Set up a writing schedule. Could be a ten-minute session, another ten-minute session, a fifteen-minute session, a twenty minutes session, and then to finish with a half-hour round.
Then you start with the first session. Everyone writes for the whole ten minutes. After everyone finishes you read what you have written one by one with no comments by anyone. (If there´s too many people you can alternate the people who read each round.)
Go one with the next round and repeat. Until you´ve finished all of the round. (Remember no talking is allowed. Just reading what you have written.)
People are allowed to pass if they don´t want to read. If someone wants to pass every time that´s fine. What usually happens is you stop thinking. You write; you read; you write; you read. Meanwhile you become less and less self-conscious. Because no comments are made you feel freer to write whatever you want with each passing round. After a while your voice may begin to feel disembodied. You won´t be so sure anymore who said something. Was it you or someone else? Well it doesn´t matter at that point. :D
Writing us Home
Writing is more than just a skill, it´s making us human.

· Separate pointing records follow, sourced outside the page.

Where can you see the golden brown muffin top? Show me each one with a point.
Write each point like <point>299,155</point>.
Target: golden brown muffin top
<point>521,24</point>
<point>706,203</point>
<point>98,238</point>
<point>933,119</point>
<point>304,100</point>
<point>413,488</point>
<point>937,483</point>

Learning to write freely from our heart is a must to live the Go(o)d life.
Whether it´s writing with pen and paper or writing our universal love story from the depth of our heart - it´s the way to freedom and unity.
Writing and poetry heal us. Each hearticulated word we express a step closer to our soul.
So if you haven´t done so. Pick up the pen, lose control and write.
Thanks for reading.
Marco :)
I’m very grateful to a friend who passed on Writing Down the Bone to me many years ago. It has improved my writing such a great deal. What a creative genius Natalie Goldberg is! Thanks for reminding me of her teachings!